Why this author made a personal, 4-point plan to fight climate change (and you can too)
We need to live more moderately to secure planet for the future, Jonathan Safran Foer says
Jonathan Safran Foer said he was signing copies of his new book about climate change when a young couple presented him with a title page covered in handwriting.
"What's this?" he asked the couple who had attended a reading of his new book We Are the Weather: Saving the Planet Begins at Breakfast.
"And they said: 'We're getting married in two months, and we decided tonight that we really need to have a plan. Because if we don't have a plan for how we're going to live our lives — in a way that's sensitive to, conscious of what's happening in this planetary crisis — we'll probably just do what we've always done before.'"
The plan inked on the page was to "eat vegetarian unless served meat at a friend's house, eat vegan two days a week, have no more than two kids and drive no more than a thousand miles in the year," Safran Foer told The Current's interim host Laura Lynch.
"Then instead of having me just sign [the book], they'd written a line that said 'Witness.'"

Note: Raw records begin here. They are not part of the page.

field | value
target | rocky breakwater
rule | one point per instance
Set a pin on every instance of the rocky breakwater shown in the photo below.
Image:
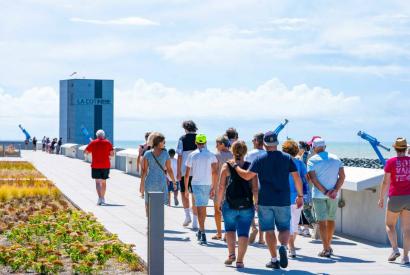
(362, 162)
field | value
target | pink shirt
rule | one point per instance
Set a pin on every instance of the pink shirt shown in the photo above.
(399, 168)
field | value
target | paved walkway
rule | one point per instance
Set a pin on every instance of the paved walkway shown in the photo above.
(126, 217)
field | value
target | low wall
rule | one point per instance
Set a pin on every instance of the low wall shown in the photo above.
(362, 218)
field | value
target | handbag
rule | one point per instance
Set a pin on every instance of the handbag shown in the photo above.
(159, 164)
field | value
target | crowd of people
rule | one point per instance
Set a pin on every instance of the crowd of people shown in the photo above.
(51, 146)
(276, 192)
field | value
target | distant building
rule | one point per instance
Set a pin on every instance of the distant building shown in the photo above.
(89, 104)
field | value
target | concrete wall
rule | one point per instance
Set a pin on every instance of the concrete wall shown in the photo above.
(362, 218)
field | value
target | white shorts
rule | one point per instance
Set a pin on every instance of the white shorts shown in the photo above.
(294, 218)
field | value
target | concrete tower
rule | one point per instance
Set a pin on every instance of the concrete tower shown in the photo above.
(89, 104)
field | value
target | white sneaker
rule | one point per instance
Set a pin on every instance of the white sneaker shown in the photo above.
(405, 260)
(195, 224)
(187, 221)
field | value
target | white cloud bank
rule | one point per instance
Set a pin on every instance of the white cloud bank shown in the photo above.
(272, 99)
(130, 21)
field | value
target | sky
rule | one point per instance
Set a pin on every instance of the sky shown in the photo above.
(331, 67)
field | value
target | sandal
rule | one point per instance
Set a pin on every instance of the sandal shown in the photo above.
(230, 259)
(240, 265)
(217, 237)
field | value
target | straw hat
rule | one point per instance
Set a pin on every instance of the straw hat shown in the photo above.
(400, 143)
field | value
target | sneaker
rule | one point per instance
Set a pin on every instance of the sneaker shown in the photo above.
(187, 221)
(274, 265)
(306, 232)
(252, 236)
(325, 254)
(394, 255)
(283, 260)
(405, 260)
(195, 225)
(292, 253)
(203, 239)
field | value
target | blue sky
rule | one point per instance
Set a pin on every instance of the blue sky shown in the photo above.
(331, 67)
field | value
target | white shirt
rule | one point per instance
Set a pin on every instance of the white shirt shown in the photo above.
(174, 164)
(253, 154)
(200, 162)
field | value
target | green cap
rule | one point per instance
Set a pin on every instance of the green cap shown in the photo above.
(200, 139)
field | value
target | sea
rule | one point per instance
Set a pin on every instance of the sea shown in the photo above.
(360, 149)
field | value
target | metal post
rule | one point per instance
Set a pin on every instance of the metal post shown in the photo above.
(155, 233)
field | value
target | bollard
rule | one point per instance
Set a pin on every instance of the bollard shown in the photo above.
(155, 233)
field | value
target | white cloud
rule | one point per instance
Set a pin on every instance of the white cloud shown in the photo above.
(378, 70)
(130, 21)
(272, 99)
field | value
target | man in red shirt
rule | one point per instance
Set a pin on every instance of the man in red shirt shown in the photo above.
(101, 150)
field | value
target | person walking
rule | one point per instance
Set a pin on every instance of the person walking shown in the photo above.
(186, 145)
(257, 151)
(34, 144)
(396, 183)
(223, 155)
(239, 199)
(292, 148)
(101, 150)
(59, 143)
(171, 187)
(141, 151)
(272, 169)
(327, 175)
(43, 143)
(156, 165)
(202, 165)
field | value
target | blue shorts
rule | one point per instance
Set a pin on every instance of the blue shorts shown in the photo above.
(171, 186)
(237, 220)
(201, 194)
(271, 216)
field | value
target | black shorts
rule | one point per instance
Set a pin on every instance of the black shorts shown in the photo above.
(182, 185)
(100, 174)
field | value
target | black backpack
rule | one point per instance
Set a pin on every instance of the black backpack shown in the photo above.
(239, 191)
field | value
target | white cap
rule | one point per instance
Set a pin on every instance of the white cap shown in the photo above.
(318, 142)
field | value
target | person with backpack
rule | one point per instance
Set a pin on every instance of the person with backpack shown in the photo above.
(202, 165)
(238, 199)
(156, 165)
(272, 169)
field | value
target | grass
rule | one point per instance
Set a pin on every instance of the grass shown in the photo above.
(18, 170)
(41, 232)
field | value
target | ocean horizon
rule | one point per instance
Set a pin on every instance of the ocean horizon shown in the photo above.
(360, 149)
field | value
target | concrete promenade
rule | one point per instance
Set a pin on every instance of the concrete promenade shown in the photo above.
(125, 216)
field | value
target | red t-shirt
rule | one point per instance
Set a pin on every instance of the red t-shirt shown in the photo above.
(100, 150)
(399, 168)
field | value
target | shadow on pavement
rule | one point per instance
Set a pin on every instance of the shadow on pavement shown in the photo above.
(334, 242)
(177, 239)
(112, 204)
(167, 231)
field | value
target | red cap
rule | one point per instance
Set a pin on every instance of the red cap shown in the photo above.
(313, 139)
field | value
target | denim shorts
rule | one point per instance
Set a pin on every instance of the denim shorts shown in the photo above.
(271, 216)
(171, 186)
(201, 194)
(237, 220)
(325, 209)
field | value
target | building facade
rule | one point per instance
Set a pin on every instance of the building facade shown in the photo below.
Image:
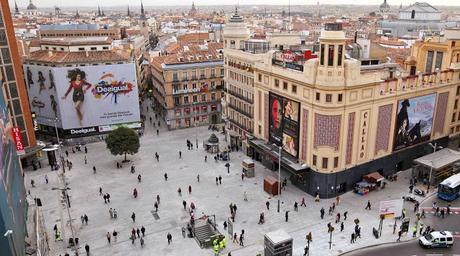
(337, 121)
(13, 85)
(187, 85)
(14, 113)
(82, 86)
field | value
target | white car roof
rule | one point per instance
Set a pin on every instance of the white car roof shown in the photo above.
(437, 234)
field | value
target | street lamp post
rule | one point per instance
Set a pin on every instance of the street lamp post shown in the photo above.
(435, 147)
(279, 176)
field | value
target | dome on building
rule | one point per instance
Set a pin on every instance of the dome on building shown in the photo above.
(384, 7)
(31, 6)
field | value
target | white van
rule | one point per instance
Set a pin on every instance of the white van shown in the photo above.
(437, 239)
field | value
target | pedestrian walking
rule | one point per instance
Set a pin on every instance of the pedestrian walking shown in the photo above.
(169, 237)
(368, 206)
(114, 234)
(142, 242)
(109, 237)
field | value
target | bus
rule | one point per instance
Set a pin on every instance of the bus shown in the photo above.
(449, 189)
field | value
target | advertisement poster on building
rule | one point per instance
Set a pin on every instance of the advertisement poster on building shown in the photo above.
(86, 96)
(414, 120)
(284, 123)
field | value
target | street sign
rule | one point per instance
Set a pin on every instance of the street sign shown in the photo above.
(391, 208)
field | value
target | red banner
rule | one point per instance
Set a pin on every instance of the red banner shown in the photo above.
(18, 141)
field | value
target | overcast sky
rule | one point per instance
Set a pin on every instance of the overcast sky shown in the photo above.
(67, 3)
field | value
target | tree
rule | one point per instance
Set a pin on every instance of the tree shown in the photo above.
(123, 141)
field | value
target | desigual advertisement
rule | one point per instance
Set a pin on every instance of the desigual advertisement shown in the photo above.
(86, 96)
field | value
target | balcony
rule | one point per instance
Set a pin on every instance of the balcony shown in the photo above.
(239, 96)
(240, 110)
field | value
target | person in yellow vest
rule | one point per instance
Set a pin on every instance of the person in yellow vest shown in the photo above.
(221, 245)
(224, 241)
(216, 249)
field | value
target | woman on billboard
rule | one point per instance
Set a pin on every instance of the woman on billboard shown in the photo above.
(77, 82)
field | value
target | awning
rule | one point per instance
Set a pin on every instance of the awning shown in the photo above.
(439, 159)
(373, 177)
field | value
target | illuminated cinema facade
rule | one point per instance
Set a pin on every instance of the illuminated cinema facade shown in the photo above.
(351, 120)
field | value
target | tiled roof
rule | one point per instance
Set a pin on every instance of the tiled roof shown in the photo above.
(58, 57)
(190, 53)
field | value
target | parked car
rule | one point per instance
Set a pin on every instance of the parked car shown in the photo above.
(437, 239)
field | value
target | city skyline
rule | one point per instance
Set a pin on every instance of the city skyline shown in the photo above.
(114, 3)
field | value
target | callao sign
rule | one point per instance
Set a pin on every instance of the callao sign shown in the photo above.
(17, 137)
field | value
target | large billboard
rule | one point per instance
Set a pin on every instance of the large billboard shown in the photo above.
(284, 123)
(86, 96)
(414, 120)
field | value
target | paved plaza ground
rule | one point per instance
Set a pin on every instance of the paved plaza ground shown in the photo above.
(206, 195)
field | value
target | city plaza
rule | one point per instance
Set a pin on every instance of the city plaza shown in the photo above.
(209, 198)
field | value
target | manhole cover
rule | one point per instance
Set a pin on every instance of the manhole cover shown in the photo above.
(155, 215)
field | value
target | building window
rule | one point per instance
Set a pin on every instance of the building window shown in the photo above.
(322, 54)
(429, 61)
(325, 159)
(340, 53)
(438, 63)
(330, 57)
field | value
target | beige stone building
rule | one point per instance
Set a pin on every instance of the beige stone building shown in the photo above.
(187, 85)
(338, 121)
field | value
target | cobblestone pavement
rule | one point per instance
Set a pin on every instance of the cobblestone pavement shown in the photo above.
(206, 195)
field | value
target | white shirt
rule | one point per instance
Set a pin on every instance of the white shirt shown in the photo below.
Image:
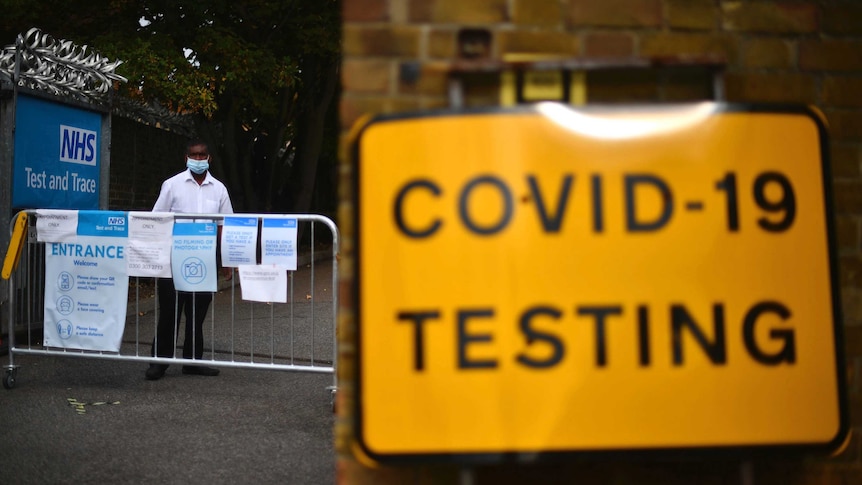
(182, 194)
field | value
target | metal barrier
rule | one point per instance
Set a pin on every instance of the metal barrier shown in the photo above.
(298, 335)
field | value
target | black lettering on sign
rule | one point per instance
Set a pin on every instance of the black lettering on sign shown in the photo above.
(632, 222)
(643, 335)
(418, 319)
(464, 202)
(599, 313)
(465, 338)
(715, 350)
(598, 209)
(786, 336)
(551, 223)
(430, 229)
(533, 335)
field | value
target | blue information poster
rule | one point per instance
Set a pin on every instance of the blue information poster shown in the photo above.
(56, 156)
(86, 287)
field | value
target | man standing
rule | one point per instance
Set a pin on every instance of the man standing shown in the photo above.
(193, 191)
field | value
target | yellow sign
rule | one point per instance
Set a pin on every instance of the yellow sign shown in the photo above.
(548, 279)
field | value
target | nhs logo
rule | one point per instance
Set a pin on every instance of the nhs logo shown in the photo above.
(78, 145)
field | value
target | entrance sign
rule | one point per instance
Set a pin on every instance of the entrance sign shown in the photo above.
(552, 280)
(86, 286)
(57, 155)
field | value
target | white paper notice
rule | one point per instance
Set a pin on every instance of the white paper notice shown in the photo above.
(263, 283)
(278, 242)
(86, 287)
(239, 241)
(56, 225)
(193, 257)
(148, 252)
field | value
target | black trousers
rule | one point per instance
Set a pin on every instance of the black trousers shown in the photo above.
(172, 305)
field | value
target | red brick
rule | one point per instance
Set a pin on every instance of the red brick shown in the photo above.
(830, 55)
(615, 13)
(692, 14)
(846, 158)
(842, 92)
(538, 13)
(608, 45)
(845, 125)
(364, 11)
(352, 108)
(772, 88)
(853, 340)
(463, 12)
(431, 81)
(681, 45)
(398, 41)
(364, 76)
(841, 18)
(768, 53)
(847, 234)
(539, 42)
(443, 44)
(622, 85)
(770, 17)
(851, 304)
(848, 197)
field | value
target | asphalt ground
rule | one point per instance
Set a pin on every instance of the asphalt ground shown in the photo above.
(86, 420)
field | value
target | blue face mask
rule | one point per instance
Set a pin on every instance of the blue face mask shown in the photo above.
(197, 166)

The author said he found the experience both touching and charming, but also "really shaming."
Despite having written an entire book about how individuals can join the fight against climate change, he realized he didn't have a plan like theirs.
"It really shook me. It upset me and it reminded me that this is a process, not an event, and that there's so much to learn and so many new steps to take."
'Individual impacts aren't really individual'
Safran Foer set up his own plan: Eat vegan for breakfast and lunch, vegetarian for dinner; don't fly for vacations in 2020; limit cab rides to three a week; and volunteer one day a week with a program that raises climate awareness.
"I think even more powerful, or as powerful, as writing a plan is sharing it with people, and talking about it and having witnesses," he said.
It can also be a way to skip a daily debate, and "relieve some of the pressure of having to choose every time, and just make it a norm."
He knows he won't live up to it every day, but he said he "would rather fall short than do nothing at all."
His new book focuses on eating animal products as one of the main drivers of climate change. In August, a United Nations report stated that agriculture, forestry and other land use activities accounted for 23 per cent of total net manmade greenhouse gas emissions during 2007-2016. When pre- and post-production activity in the food system are included, that rises to up to 37 per cent.
One of the problems of climate change is … it's a war that we're fighting against ourselves.- Jonathan Safran Foer
"A lot of our individual impacts aren't really individual, because we eat in communities, in families and local communities," he said.
"We eat as countries, we eat as Earthlings, and the choices that we make influence each other, and influence the system, influence corporations and influence, hopefully, legislation."
Safran Foer told Lynch that we don't all have to become vegans tomorrow, or stop flying, stop driving, or stop having kids.
"It just means we need to do those things with a lot more moderation than we've been used to," he said.
He understands that it's difficult to cut back on things we love, but said "one of the problems of climate change is … it's a war that we're fighting against ourselves."
"Nobody else is going to destroy the planet except for us, and nobody else is going to save the planet except for us."